Por eso, suscribimos lo que dice su esposa, Patricia: “Mario, para lo único que tú sirves es para escribir”. Mejor busquen "Pantaleón y las visitadoras", y lean sobre el dueño del medio local, el Sinchi. Disfruten de su literatura, y piensen en Magnetto
lunes, 28 de febrero de 2011
A desminar, a desminar
A pesar del Medio Oriente ser una de nuestras obsesiones, nos ocupan fundamentalmente las cosas que pasan en nuestro país y región. En general creemos que los compañeros de la blogosfera K la tienen bien clara o lo dicen mejor o antes que nosotros, por lo que solemos hacer mutis y leemos en silencio. Salvo cuando tenemos alguna cuestión de primera mano para comentar.

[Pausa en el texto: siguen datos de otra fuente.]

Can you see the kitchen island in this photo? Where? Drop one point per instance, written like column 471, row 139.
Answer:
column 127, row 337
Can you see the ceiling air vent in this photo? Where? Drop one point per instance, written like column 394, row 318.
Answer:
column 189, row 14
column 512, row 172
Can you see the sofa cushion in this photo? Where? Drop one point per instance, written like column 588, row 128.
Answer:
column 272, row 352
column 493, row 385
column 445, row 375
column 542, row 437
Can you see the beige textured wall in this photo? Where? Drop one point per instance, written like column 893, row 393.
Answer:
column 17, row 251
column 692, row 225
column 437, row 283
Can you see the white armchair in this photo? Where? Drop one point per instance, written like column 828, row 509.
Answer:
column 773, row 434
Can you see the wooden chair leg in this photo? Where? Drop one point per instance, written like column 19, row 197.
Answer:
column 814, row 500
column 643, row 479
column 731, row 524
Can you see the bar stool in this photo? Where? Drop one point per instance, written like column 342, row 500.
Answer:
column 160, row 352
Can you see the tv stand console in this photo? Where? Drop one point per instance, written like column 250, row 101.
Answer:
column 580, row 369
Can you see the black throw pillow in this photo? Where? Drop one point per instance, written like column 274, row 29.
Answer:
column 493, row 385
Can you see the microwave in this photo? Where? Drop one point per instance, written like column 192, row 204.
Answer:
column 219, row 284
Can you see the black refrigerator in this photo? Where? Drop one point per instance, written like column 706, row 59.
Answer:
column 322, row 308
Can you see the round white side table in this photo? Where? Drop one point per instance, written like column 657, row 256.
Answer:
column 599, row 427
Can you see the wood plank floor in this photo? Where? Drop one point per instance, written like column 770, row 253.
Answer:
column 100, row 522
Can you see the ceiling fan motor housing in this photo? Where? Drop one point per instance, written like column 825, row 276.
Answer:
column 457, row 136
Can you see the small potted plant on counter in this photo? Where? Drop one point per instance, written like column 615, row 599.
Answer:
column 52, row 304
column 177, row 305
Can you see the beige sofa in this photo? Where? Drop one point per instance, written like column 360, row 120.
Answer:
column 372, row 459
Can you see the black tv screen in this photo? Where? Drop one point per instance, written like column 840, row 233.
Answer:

Este escribidor, en uso y abuso de sueldos, aguinaldos y tarjetas de crédito, hizo un viaje a la Patagonia Sur, a conocer lo que desconocía, y a re-conocer lo que alguna vez vio.
De lo primero, sin palabras, salvo recomendar que, antes de morir, hay que ir al Perito Moreno. Y subirse al glaciar, si es posible.
De lo segundo: Ushuaia y Río Gallegos están irreconocibles. Este escriba, cuando era un joven, conoció Ushuaia como un pueblito en 1985. Un lugar donde las gentes reclamaban del olvido de Buenos Aires, y se quejaban de la "pérdida de las islas del Beagle". Después de todo, hacía sólo 6 años que el Vaticano había impedido que los milicos argentinos cumplieran otro de sus deseos macabros ("lavarse las bolas en el Pacífico"). Ya la segunda vez que anduvo por ahí, a fines de los '90, se había hecho la conexión aérea con El Calafate, cosa que se caía de madura por la demanda del turismo. Esta vez, se veía que la infraestructura turística era de una calidad superior, y para todos los gustos (y casi todos los presupuestos). La contra: regiones que ahora ya no se pueden recorrer, por causa, justamente, del aluvión turístico.
Río Gallegos: de fines de la década pasada a ahora, una ciudad que creció al doble. Otra ciudad patagónica con más de 100 mil habitantes. Cantidades de recién llegados, dispuestos a romperse el alma para tener un futuro. Aprovechamos el paso por la ciudad para hacer una visita a un panteón pequeño, de color blanco, nada del otro mundo. Pero con los restos de quien fuera el que nos abrió las puertas para el futuro. Sabemos que nuestro Néstor no está ahí, pero pensamos que era importante ir.
El camino hacia Tierra del Fuego obliga a pasar por territorio chileno. A pesar de algunas mejoras, es un tanto incómodo tener que hacer trámites migratorios para ir de nuestro país a nuestro país. Y los carabineros no dejan de mostrar una cierta postura de especies de guardias suizos, mirando de arriba a quienes osamos hollar su sagrado suelo. Un tanto exagerado, ya que lo máximo que conseguiríamos es ir a Punta Arenas o Natales, y no mucho más. Pero, como decía Menahem Beguin, la policía es igual en todos lados. A los costados del camino vemos los avisos de campos minados; y los afiches en los puestos fronterizos, alertando sobre las minas antipersonales. Habrá algo más hijo de puta que sembrar minas antipersonales? cual habrá sido la mente brillante que pensó eso?
Este gobierno ha impulsado la integración con nuestros vecinos a niveles altísimos. Además de continuar con la apertura de pasos fronterizos y la mejora de caminos, ha invertido fuerte en uno de los pilares de este país: la inmigración. El plan Patria Grande, de facilitar la documentación a "los extranjeros de buena voluntad que quieran habitar el suelo argentino"; y, de esta manera, ayudar a combatir el abuso laboral y policial, y continuar el sueño de nuestros abuelos y bisabuelos, de hacer de ésta una tierra de promisión para hijos y nietos.